2. An electrophysiology device as claimed in claim 1, wherein the elongate body comprises an elongate catheter body.

3. An electrophysiology device as claimed in claim 1, wherein the elongate body defines a distal end and the electrode is mounted on the distal end of the elongate body.

4. An electrophysiology device as claimed in claim 1, wherein the outlet comprises a plurality of outlets.

5. An electrophysiology device as claimed in claim 1, further comprising:

an insulation member defining an outer surface located in spaced relation to the inner surface of the electrode such that the relatively thin fluid heating space is located therebetween.

6. An electrophysiology device as claimed in claim 5, wherein

the inner surface of the electrode is substantially hemispherical in shape; and

the outer surface of the insulation member is substantially hemispherical in shape.

7. An electrophysiology device as claimed in claim 5, wherein the inlet is defined by the insulation member.

8. An electrophysiology device as claimed in claim 1, wherein the electrode defines an outer surface and the outlet extends through the electrode to the outer surface.

9. An electrophysiology device as claimed in claim 1, wherein

the elongate body defines an interior; and

the outlet is associated with the interior of the elongate body.

10. An electrophysiology device as claimed in claim 1, wherein

the electrode defines a diameter that is about 1 mm to 4 mm; and

the relatively thin fluid heating space is about 0.05 to 0.2 thick.

11. An electrophysiology device configured to heat tissue, comprising:

an elongate body defining a distal region;

an irrigated electrode assembly, through which irrigation fluid passes, associated with the distal region of the elongate body and including an electrically and thermally conductive tissue contact surface that receives heat from tissue as it supplies electrical energy to tissue;

means for transferring substantially all of the heat received from the tissue by the tissue contact surface to the irrigation fluid that passes through the electrode assembly;

a first temperature sensor that senses the temperature of the irrigation fluid as it enters the electrode assembly; and

a second temperature sensor that senses the temperature of the irrigation fluid as it exits the electrode assembly.

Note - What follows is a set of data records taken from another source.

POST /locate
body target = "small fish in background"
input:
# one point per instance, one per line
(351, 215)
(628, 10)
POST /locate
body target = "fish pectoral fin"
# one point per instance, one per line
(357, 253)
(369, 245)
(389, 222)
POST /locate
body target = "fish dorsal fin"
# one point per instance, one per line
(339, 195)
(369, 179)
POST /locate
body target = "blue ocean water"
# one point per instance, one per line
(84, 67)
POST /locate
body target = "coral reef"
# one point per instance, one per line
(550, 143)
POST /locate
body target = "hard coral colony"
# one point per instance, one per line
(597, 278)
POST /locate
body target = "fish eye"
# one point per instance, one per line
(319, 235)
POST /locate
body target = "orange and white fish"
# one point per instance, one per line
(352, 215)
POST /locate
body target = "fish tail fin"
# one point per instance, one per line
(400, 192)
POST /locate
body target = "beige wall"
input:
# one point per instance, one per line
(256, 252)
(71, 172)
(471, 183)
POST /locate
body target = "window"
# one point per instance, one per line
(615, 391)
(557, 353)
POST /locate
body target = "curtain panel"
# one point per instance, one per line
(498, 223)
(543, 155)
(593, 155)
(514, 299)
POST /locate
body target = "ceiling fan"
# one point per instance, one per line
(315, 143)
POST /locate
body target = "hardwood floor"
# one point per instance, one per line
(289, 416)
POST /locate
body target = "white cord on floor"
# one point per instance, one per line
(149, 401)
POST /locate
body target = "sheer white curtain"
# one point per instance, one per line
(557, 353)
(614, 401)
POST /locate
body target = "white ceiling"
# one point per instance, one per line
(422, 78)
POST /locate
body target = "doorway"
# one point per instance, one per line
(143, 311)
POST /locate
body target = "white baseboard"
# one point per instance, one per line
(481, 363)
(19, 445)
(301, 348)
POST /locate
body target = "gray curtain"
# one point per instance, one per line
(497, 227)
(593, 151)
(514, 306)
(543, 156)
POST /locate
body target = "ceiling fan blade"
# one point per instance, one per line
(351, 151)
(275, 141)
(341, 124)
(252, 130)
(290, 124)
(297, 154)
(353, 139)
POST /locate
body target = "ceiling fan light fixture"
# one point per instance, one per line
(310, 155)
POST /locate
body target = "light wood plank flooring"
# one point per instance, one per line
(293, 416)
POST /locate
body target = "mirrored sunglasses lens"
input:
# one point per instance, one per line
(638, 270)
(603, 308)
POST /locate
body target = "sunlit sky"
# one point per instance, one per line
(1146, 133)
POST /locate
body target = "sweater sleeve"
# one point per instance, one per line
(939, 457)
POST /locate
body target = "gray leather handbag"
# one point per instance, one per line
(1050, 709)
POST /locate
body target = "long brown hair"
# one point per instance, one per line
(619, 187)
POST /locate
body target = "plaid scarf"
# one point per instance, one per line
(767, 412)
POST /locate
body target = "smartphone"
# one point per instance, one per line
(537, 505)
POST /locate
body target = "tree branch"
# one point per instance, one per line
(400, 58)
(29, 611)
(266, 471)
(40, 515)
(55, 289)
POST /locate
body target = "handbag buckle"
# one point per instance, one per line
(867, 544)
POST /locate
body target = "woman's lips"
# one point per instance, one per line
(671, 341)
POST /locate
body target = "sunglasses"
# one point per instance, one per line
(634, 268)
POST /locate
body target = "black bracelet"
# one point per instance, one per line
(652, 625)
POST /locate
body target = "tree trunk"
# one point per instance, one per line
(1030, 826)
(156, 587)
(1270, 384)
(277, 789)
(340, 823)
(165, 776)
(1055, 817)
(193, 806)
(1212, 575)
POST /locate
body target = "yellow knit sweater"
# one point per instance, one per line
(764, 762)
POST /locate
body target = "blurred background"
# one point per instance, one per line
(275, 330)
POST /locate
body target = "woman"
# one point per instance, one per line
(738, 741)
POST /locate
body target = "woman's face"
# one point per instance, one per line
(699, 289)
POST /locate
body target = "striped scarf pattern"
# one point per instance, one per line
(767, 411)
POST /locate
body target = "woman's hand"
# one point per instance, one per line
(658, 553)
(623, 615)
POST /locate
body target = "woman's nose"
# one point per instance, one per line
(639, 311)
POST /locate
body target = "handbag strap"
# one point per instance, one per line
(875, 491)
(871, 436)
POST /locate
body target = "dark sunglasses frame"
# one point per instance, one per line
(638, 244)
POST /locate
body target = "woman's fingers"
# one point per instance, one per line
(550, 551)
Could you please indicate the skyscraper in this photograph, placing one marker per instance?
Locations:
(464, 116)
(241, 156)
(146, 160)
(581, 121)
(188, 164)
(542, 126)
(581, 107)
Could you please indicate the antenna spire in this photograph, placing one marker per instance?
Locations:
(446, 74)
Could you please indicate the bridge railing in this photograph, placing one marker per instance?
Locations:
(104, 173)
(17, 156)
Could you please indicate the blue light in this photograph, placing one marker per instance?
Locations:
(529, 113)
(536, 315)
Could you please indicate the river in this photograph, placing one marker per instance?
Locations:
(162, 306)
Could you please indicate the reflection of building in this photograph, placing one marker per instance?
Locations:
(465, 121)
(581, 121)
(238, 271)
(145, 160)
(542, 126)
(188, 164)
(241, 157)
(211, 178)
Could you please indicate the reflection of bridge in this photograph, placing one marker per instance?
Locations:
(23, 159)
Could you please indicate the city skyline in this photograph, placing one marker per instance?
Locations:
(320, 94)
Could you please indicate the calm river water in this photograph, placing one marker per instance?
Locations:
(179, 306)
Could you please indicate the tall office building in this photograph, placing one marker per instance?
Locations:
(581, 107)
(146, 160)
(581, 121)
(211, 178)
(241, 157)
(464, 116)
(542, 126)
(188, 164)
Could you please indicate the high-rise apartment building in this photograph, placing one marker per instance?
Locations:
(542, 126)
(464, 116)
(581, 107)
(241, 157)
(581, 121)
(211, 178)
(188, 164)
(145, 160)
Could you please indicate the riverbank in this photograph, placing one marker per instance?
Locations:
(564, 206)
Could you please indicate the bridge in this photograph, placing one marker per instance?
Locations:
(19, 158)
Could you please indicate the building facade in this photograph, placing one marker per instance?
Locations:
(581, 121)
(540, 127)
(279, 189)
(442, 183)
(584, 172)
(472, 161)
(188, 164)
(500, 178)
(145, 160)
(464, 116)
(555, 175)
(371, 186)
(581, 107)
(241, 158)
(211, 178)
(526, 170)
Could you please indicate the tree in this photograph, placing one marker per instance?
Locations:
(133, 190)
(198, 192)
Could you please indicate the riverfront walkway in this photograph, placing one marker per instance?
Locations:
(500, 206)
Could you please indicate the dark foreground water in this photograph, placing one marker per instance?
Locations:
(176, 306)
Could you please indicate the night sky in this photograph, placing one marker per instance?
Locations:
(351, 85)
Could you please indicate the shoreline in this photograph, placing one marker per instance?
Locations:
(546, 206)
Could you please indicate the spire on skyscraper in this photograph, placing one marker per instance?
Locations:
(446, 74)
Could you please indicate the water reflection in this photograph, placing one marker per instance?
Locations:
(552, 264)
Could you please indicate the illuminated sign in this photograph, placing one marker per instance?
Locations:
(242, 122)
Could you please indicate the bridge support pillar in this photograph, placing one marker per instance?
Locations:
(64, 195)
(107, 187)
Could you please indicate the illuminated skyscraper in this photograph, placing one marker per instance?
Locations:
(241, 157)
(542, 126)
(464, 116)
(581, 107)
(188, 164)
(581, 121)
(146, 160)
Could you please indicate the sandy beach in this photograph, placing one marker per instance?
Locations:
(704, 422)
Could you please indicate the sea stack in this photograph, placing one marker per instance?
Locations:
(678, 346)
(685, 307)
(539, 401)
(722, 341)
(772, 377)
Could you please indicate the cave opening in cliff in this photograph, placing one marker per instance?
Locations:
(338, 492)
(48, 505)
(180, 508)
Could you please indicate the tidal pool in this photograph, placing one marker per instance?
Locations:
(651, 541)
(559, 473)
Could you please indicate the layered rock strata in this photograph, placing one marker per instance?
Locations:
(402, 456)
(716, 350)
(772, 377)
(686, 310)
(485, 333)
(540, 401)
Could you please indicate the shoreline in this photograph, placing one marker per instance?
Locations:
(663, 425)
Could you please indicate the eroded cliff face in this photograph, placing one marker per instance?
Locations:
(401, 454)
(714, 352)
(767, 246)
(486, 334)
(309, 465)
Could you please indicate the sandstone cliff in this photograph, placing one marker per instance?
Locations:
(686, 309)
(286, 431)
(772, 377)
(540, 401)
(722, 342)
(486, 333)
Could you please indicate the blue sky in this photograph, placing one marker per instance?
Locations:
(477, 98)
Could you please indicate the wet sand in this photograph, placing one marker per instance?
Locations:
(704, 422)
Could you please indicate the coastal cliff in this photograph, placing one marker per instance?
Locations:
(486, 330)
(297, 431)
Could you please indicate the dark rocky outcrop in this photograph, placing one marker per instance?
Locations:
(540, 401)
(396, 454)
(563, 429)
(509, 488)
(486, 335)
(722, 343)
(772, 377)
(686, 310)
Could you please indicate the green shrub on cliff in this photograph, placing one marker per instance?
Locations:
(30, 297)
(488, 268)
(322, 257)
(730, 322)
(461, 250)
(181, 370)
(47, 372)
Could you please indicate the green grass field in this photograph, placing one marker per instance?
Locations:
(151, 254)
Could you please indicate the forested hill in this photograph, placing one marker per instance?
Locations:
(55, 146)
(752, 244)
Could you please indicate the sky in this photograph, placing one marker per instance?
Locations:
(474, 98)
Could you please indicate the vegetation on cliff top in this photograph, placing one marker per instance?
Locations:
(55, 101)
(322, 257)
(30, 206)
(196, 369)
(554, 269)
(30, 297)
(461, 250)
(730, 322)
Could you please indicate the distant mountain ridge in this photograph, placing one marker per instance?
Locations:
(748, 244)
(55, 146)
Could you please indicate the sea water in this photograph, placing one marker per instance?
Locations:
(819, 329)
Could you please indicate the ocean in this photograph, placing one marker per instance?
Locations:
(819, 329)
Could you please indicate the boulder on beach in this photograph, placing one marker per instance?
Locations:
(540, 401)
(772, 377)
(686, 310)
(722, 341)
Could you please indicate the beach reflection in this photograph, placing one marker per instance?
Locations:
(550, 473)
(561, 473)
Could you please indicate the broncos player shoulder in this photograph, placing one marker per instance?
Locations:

12. An electrophysiology device as claimed in claim 11, wherein the elongate body comprises an elongate catheter body.

13. An electrophysiology device as claimed in claim 11, wherein the elongate body defines a distal end and the electrode is mounted on the distal end of the elongate body.

14. An electrophysiology device as claimed in claim 11, wherein the irrigated electrode assembly comprises an open irrigated electrode assembly.

15. An electrophysiology device as claimed in claim 11, wherein the irrigated electrode assembly comprises a closed irrigated electrode assembly.

16. A tissue coagulation method, comprising the steps of:

transferring power to tissue with an electrode;

receiving heat from the tissue with the electrode;

cooling the electrode with irrigation fluid;

transferring substantially all of the heat to the irrigation fluid cooling the electrode; and

measuring the change in temperature of the irrigation fluid as it cools the electrode.

17. A method as claimed in claim 16, wherein the step of cooling the electrode comprises cooling the electrode with irrigation fluid in an open irrigation process.

18. A method as claimed in claim 16, wherein the step of cooling the electrode comprises cooling the electrode with irrigation fluid in a closed irrigation process.

19. A method as claimed in claim 16, wherein the step of transferring substantially all of the heat comprises transferring substantially all of the heat to the irrigation fluid cooling the electrode as the irrigation fluid flows through a relatively thin fluid heating space.

20. A method as claimed in claim 16, wherein the step of measuring comprises sensing the temperature of the irrigation fluid as it enters the electrode and as it exits the electrode.